The cellular prion protein (PrPC) has been shown to impart a dual role to the progression of the Alzheimer’s disease (AD); extracellularly shed and cleaved forms of PrPC along with exosomally expressed PrPC are suggested to sequester Aβ oligomers (Aβo) and accelerate the Aβ fibril formation; thereby playing a neuroprotective role. In contrast, PrPC molecules expressed on the neuronal surface serves as receptors for Aβo and initiate neurotoxic signaling. In collaboration with Svergun’s group (EMBL Hamburg), using Small angle X-ray scattering, we have found that the presence of PrPC expressing (WT) exosomes facilitates the Aβ fibrillation process compared to PrPC deficient (KO) Exosomes. We hypothesize that modulation of Aβo/cell surface PrPC and Aβo/exosomal PrPC interaction can lead to the development of novel therapeutic approaches. Here we plan to
• Obtain structural insights into the Aβ/PrP complex and Aβ/exosome complexes using negative-stain electron microscopy and FIB/SEM technology, respectively
• Screen of possible drug targets interfering with the Aβ/PrP formation and formation of Aβ/exosome complexes at structural levels
The biophysical characterization and the EM work planned will help us in retrieving crucial mechanistic insights of key players of the aggregation cascade and possible differential drug targets. The data obtained will also provide us the basis for designing future studies based on cryoelectron tomography to gain the high-resolution structure information of Aβ/PrPC complexes, hence improving our understanding towards the receptor functions of PrPC.

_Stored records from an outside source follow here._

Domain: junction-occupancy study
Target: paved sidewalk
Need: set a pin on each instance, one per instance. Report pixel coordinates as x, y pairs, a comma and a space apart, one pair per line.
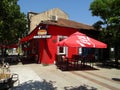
39, 77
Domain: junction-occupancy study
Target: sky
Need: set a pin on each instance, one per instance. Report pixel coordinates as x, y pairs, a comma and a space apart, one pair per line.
78, 10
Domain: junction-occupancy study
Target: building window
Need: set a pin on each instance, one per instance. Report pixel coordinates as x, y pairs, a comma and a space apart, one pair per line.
62, 50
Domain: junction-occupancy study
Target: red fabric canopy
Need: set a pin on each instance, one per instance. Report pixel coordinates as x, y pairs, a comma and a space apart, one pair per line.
29, 37
81, 40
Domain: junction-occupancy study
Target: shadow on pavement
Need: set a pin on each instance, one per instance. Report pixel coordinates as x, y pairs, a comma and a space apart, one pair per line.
116, 79
82, 87
36, 85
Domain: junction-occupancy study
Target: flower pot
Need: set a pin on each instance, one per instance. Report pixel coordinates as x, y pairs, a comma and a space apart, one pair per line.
5, 81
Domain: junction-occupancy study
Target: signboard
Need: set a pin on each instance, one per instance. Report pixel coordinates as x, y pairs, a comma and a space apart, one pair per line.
42, 36
42, 32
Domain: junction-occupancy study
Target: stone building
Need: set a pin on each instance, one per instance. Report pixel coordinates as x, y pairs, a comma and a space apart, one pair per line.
35, 18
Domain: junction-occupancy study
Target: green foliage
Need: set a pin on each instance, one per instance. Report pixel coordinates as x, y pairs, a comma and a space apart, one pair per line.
109, 12
12, 22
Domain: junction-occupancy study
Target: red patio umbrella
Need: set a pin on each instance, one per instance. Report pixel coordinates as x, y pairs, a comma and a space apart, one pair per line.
78, 39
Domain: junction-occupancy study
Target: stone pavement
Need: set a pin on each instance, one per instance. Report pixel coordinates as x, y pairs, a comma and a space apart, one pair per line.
39, 77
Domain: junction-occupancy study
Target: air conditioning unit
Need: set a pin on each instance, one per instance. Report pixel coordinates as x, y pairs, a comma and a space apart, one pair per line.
54, 18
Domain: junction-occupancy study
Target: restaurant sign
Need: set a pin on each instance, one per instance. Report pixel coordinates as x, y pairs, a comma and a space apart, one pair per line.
42, 36
42, 33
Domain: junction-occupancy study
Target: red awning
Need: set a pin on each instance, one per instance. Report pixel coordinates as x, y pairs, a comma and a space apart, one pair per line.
13, 46
81, 40
29, 37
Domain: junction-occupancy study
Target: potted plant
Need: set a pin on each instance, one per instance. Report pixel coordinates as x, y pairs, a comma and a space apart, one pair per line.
5, 76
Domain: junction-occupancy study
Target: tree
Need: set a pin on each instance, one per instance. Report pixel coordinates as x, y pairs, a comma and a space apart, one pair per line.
12, 22
109, 12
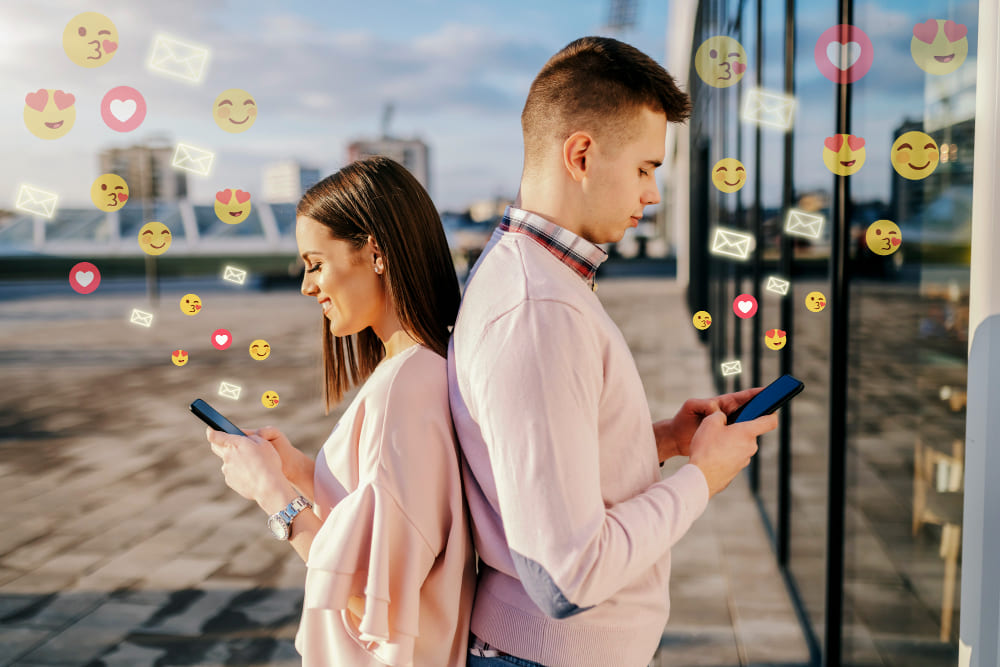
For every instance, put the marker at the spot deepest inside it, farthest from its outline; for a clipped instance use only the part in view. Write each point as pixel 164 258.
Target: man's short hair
pixel 598 85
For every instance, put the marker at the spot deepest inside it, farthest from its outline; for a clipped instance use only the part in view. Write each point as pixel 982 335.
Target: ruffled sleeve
pixel 368 549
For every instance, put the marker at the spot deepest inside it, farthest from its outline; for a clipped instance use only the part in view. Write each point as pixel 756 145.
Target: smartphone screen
pixel 767 401
pixel 214 418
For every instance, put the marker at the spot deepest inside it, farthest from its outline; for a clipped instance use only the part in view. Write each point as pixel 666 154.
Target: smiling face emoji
pixel 154 238
pixel 939 46
pixel 701 320
pixel 109 192
pixel 232 206
pixel 844 154
pixel 234 110
pixel 720 61
pixel 90 39
pixel 260 350
pixel 49 113
pixel 729 175
pixel 914 155
pixel 815 302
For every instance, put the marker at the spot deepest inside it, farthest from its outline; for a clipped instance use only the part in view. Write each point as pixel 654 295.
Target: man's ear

Machine Learning with FPGAs for real-time characterization of fast scintillation signals

Project picture Torben Ferber

Copyright: Munira Khan/ Dr. Torben Ferber

Dr. Torben Ferber (DESY)

Project partners: Dr. Belina von Krosigk (UHH), Dr. Savino Longo (DESY)

Calorimeters in high energy physics are widely used to measure the energy position and timing of particles.
The Belle II experiment recently introduced a new feature to their CsI(Tl) crystal calorimeter: Offline pulse shape discrimination which is a new technique to identify strongly interacting particles.
Made possible by the recent advances in machine learning (ML) and the availability of powerful FPGAs we want to push this technique one step further and apply pulse shape discrimination not just offline but in real-time.
In this cross-disciplinary project we will bring together Belle II and the SuperCDMS experiment to solve common challenges towards implementing ML algorithms for waveform characterisation on FPGAs.
Performance will be benchmarked using digitised CsI(Tl) scintillator signals from neutron backgrounds in XFEL and cosmic rays.
In the second phase of this project we want to extend real-time pulse shape discrimination to the scintillation timing frontier using the much faster pure CsI crystals.
The project shall seed fast ML on specialized hardware, pulse shape discrimination in a possible Belle II upgrade with pure CsI crystals, and ultimately 6D (position, energy, time, and pulse shape) reconstruction of calorimeters.